March 20, 2014

P'burgh City School talks tax-levy limit

PLATTSBURGH — Plattsburgh City School District must work with a tax cap that is significantly lower than in years past. 

The district’s 2014-15 levy limit, which awaits approval from the Office of the State Comptroller, has been calculated at .16 percent, an increase of $32,545. 

“It is approximately, or effectively, a zero increase,” City School Associate Superintendent Jay Lebrun told the board at a recent meeting. 

The district’s 2013-14 levy increase was 2.49 percent; its allowable limit was 5.58 percent.

The board, Lebrun noted, will have to discuss whether it wishes to put before voters a 2014-15 budget that exceeds the cap. 

Each percentage increase in the levy generates about $203,000, the associate superintendent said. 

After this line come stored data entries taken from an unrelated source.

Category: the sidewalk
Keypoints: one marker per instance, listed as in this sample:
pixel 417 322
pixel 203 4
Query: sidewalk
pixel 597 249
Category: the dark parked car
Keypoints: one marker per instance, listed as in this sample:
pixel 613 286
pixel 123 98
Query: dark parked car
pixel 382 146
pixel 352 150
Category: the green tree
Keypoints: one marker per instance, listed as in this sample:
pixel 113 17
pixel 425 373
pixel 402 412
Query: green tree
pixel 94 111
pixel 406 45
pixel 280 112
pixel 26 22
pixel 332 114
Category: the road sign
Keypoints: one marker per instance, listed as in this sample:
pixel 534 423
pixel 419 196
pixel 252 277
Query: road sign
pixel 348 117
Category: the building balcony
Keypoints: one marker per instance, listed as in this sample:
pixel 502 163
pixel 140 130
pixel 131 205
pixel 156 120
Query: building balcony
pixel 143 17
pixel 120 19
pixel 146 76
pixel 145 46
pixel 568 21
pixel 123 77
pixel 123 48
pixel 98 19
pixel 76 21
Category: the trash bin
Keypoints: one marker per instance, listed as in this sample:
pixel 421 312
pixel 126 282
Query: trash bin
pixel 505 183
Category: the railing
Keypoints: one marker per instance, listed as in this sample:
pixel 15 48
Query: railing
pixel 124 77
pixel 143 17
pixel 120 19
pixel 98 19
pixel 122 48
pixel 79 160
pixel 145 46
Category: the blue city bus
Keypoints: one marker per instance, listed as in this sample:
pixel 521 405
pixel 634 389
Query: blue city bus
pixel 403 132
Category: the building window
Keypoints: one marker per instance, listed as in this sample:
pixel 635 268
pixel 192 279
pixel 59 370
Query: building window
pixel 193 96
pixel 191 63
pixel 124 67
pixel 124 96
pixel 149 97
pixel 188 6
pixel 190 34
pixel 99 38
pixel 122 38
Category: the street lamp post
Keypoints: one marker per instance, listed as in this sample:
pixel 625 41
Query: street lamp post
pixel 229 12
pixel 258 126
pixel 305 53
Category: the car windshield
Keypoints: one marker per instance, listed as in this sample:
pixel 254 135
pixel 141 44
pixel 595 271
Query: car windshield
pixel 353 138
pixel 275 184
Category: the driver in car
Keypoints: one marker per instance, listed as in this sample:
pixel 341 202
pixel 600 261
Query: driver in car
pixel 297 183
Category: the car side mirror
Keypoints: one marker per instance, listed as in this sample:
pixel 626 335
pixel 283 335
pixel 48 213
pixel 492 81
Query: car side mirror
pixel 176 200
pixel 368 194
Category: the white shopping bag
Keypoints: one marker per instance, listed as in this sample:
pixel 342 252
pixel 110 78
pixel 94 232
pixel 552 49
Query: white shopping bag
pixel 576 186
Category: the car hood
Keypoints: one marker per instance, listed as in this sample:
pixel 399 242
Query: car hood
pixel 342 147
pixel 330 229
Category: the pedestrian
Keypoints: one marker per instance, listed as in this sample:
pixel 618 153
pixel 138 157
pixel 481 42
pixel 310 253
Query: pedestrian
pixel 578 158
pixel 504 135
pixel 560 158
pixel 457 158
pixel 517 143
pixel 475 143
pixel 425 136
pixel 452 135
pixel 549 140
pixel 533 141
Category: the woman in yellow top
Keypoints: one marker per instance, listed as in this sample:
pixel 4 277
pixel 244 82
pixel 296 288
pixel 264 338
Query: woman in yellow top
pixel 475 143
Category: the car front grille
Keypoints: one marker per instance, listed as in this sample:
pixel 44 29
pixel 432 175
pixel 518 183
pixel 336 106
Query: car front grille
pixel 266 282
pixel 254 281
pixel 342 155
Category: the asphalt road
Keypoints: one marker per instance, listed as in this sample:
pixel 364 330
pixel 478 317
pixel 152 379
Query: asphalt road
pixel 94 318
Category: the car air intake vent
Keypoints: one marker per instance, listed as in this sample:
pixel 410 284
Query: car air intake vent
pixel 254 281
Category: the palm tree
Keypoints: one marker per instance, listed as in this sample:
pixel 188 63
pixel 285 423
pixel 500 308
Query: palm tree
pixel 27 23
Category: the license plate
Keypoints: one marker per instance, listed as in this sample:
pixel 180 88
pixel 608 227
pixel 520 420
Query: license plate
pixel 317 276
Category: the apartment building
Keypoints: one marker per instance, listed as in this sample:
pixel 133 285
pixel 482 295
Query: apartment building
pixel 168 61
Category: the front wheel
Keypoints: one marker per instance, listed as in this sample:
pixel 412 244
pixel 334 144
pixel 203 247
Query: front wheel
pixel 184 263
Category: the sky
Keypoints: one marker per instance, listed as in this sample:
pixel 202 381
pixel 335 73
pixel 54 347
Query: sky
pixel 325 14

For a spending plan exceeding the tax cap to pass, it must have at least 60 percent voter approval, while a budget within the limit requires only a simple majority. If a district’s first proposal is voted down, it has one more chance to pass a plan before it must go to a contingency budget. 

In May 2012, city residents voted down the school’s proposed 2012-13 spending plan, which exceeded its then-3.01 percent cap by more than 2 percent. Voters later approved a plan for that year within the limit. 

While the district’s allowable tax-levy increase for 2014-15 is minimal, Lebrun noted, health-insurance rates are set to go up 3 percent; Workers Compensation, 8.5 percent; and Teacher Retirement System, 9.2 percent.

The school does not know its salary costs for next year because contracts for both its teachers’ and administrators’ unions are currently open. 

The district’s known expenditures, combined with the state aid figures reflected in Gov. Andrew Cuomo’s Executive Budget Proposal, Lebrun said, create a budget gap of about $2.7 million. 

However, he noted, “that’s not uncommon for this time of year. That will change.”


The district is still waiting for some very important information, Lebrun continued, that “will ultimately define how big our gap and how serious our gap is and remains.”